Wer Hass im Netz erlebt, macht eine Gewalterfahrung – und die hat massive Auswirkungen. Das reicht von Ängsten, Scham und Wut bis hin zu Depressionen, Schlaflosigkeit oder sogar Suizidgedanken. Damit sollte niemand allein bleiben müssen.

Wir bieten daher zunächst eine emotional-stabilisierende Erstberatung an und geben Betroffenen den Raum, über das Erlebte zu sprechen. Daneben unterstützen wir mit einer Kommunikations- und Sicherheitsberatung. In einem Privatsphäre-Check schauen wir beispielsweise, ob und welche privaten Informationen sich über eine Person im Netz finden lassen. Außerdem unterstützen wir Betroffene dabei, rechtlich gegen die Täterinnen und Täter vorzugehen. Ein erster Schritt ist beispielsweise, die Kommentare mithilfe rechtssicherer Screenshots zu dokumentieren. So etwas übernehmen wir bei Bedarf, damit sich Betroffene nicht selbst durch den ganzen Hass arbeiten müssen.
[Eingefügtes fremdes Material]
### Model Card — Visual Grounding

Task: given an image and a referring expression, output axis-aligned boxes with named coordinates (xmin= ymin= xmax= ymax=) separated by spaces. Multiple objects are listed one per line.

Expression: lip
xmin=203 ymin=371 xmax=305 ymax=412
Darüber hinaus unterstützen wir bei der Anzeigeerstattung und übernehmen in geeigneten Fällen die Kosten für eine anwaltliche Beratung und Vertretung. Hierzu kooperieren wir mit spezialisierten Kanzleien.
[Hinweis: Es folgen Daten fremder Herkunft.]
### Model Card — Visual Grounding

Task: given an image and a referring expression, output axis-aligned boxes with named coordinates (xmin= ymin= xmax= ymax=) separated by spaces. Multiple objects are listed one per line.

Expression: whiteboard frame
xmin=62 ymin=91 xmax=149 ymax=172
Was ist zu tun, um Rassismus auch in digitalen Räumen zu bekämpfen und vorzubeugen? Was fordert HateAid diesbezüglich von der Politik?
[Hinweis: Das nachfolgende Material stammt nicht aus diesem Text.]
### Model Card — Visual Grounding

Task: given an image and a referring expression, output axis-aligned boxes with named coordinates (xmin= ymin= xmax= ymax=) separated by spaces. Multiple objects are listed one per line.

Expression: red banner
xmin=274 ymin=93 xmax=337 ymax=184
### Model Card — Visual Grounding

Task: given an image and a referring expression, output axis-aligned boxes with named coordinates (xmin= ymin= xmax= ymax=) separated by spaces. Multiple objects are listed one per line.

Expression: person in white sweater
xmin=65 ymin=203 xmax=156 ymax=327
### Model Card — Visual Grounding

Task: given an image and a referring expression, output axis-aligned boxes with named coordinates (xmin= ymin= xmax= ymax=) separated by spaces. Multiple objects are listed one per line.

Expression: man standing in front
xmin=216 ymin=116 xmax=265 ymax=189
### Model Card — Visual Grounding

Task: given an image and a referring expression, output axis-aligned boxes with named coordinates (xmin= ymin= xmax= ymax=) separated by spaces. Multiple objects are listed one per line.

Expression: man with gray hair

Das Internet ist längst zu einem der wichtigsten Debattenräume unserer Zeit geworden. Wir dürfen nicht zulassen, dass Menschen dort systematisch ausgegrenzt und diskriminiert werden. Es braucht unter anderem konsequente Strafverfolgung im Netz, damit potenzielle Täterinnen und Täter abgeschreckt werden. Noch immer berichten uns Betroffene in der Beratung davon, dass sie bei Polizeidienststellen nicht ernst genommen wurden. Verfahren werden bei den Staatsanwaltschaften gerade im Bereich der Beleidigungsdelikte viel zu oft eingestellt. Deshalb sind Schulungen, eine generelle Sensibilisierung von Justiz und Strafverfolgungsbehörden für digitale Gewalt, aber auch Aufstockung des Personals wichtig. Außerdem braucht es gesetzliche Rahmenbedingungen, um Täterinnen und Täter zuverlässig identifizieren zu können, damit klar ist, dass Straftaten im Netz auch Konsequenzen haben. Die Politik muss sich dafür einsetzen, dass Social-Media-Plattformen endlich sicherere Orte werden. Das heißt, dass die Plattformen Maßnahmen ergreifen müssen, um Menschen zu schützen. Da geht es z. B. um die schnelle und zuverlässige Entfernung von illegalen Inhalten und Fake Accounts. In den nächsten Jahren wird es dabei außerdem auf die Umsetzung und Einhaltung der Vorgaben des europäischen Digital Services Act durch die Plattformen ankommen. Und es braucht uns alle, die gesamte Gesellschaft: Wenn wir rassistische Kommentare auf Facebook sehen, können wir das melden. Wenn wir volksverhetzende Inhalte oder verfassungsfeindliche Symbole sehen, können wir das anzeigen – auch dann, wenn wir nicht persönlich attackiert werden. Wenn wir sehen, wie eine Person gezielt angegriffen und niedergemacht wird, können wir ihr zur Seite stehen  – etwa durch aktive Gegenrede, unterstützende Kommentare oder solidarische Direktnachrichten.

Dieser Text ist zuerst erschienen in Politik & Kultur 07-08/2022.